Le raisonnement du Conseil constitutionnel au sujet de la Charte des droits fondamentaux ne manque pas non plus de piquant. Le Conseil s'appuie sur la jurisprudence de la Cour européenne des droits de l'homme, qui serait conforme à notre tradition républicaine et laïque. Mais il n'existe aucune garantie que cette jurisprudence, par nature évolutive, restera inchangée, car un revirement jurisprudentiel est toujours possible. Le Conseil constitutionnel a ainsi subordonné la constitutionnalité de la Charte à une décision de justice, alors que cette jurisprudence peut évoluer, sans que la France ne puisse y changer quoi que ce soit.

Les articles 88-4 et 88-5 ne sont qu'une apparence de renforcement des pouvoirs du Parlement. Dans le cadre de l'article 88-4, le gouvernement donne la suite qu'il entend aux résolutions adoptées par les assemblées, qui n'ont aucun pouvoir contraignant. Les avis motivés sur le respect du principe de subsidiarité sont de simples clauses procédurales, qui s'appliquent à un ensemble vide. C'est en effet le centre, c'est-à-dire l'Union, qui détermine ce qui relève de ses compétences, alors que cela devrait être les Etats membres.

Le Président Pierre Lequiller a souligné que la Charte des droits fondamentaux elle-même précise, en son article II-112, que les droits qu'elle reconnaît doivent être interprétés en harmonie avec les traditions constitutionnelles des Etats membres. Il a rappelé que le traité constitutionnel met pour la première fois en place un véritable contrôle du respect du principe de subsidiarité, qui démontrera d'ailleurs sans doute que ce principe est, en pratique, respecté par les institutions européennes.

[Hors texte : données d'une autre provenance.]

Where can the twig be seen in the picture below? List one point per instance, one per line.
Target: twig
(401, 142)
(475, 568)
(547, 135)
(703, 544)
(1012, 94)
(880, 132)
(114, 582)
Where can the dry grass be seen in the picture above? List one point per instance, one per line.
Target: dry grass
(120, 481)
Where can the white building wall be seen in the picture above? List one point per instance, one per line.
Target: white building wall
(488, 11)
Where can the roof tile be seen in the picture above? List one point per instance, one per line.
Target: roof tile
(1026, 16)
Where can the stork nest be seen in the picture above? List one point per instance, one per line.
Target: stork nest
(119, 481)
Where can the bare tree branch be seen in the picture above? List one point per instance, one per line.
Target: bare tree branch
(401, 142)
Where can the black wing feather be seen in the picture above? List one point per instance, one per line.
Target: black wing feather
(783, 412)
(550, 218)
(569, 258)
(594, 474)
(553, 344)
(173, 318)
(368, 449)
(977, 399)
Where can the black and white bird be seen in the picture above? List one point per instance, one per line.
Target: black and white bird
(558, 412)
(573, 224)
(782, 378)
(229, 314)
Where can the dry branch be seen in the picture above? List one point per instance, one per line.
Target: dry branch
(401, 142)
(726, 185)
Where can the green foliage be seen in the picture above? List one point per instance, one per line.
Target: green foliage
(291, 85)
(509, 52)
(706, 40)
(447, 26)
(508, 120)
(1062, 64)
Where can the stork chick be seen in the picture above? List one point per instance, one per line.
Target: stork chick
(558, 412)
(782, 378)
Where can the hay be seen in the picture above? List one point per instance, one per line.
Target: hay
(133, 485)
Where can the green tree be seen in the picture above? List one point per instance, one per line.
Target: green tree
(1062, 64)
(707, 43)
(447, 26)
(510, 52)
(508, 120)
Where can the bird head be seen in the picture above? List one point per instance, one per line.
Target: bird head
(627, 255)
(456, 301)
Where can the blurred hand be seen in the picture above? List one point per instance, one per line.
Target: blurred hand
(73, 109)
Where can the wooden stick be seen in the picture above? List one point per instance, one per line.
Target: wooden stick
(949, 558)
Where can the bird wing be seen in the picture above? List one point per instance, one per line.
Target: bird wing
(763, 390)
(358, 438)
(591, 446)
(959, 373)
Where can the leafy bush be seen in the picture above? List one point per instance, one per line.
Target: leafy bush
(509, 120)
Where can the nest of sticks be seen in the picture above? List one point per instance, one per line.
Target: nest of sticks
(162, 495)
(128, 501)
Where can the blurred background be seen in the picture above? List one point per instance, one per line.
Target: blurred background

M. Pierre Lellouche s'est déclaré à moitié convaincu par le raisonnement du Conseil constitutionnel. Le Conseil a en effet « botté en touche » sur une autre juridiction, la Cour européenne des droits de l'homme. Cela n'est pas satisfaisant, d'autant que la France est, en ce qui concerne la laïcité, plutôt une exception par rapport aux autres Etats membres, qui accordent une place prépondérante à la liberté de conscience. La France sera à la merci d'une évolution ultérieure de la jurisprudence de la Cour européenne des droits de l'homme. Il faudra clarifier ce point lors des débats.

Le dispositif mis en place par l'article 88-5 pour le respect du principe de subsidiarité revient également à « botter en touche » vers une juridiction que nous ne contrôlons pas. Si l'Assemblée nationale estime qu'un projet d'acte législatif est contraire au principe de subsidiarité, ce sera in fine la Cour de justice qui décidera si tel est bien le cas. Des pouvoirs considérables continuent à être transférés à l'Union, sans qu'il y ait de garantie de pouvoir sanctionner des violations éventuelles.

La distinction entre les domaines législatif et réglementaire n'a aucun sens pour le droit européen, qui ne connaît pas cette distinction. Elle ne devrait donc pas conduire à brider les pouvoirs, au demeurant consultatifs, du Parlement sur les affaires européennes. Ce n'est pas par le biais de simples pouvoirs consultatifs qu'il sera porté remède au dessaisissement des Parlements nationaux entraîné par la construction européenne. Actuellement, la législation européenne est élaborée par les exécutifs nationaux, la Commission et le Parlement européen. Dans ce trio, il n'y a pas de place pour les Parlements nationaux. Pour remédier à ce déficit, trois voies sont envisageables :

- la création d'un Sénat européen associant les Parlements nationaux des Etats membres, qui a été proposée à plusieurs reprises mais rejetée notamment par la Conférence des organes spécialisés dans les affaires communautaires (COSAC). La France devrait reprendre cette initiative ;

- la Délégation pour l'Union européenne ne devrait pas simplement changer de nom, mais de statut. Le problème sur ce point n'est pas tant la Constitution, que l'opposition des présidents de commission. Cette révision est l'occasion de poser à nouveau le problème, qui relève pour beaucoup simplement du règlement de l'Assemblée nationale. Les moyens actuels ne sont, en tout état de cause, pas à la hauteur des enjeux ;

- il faudrait associer les parlementaires aux négociations, en les faisant participer à la délégation chargée de négocier les textes à Bruxelles.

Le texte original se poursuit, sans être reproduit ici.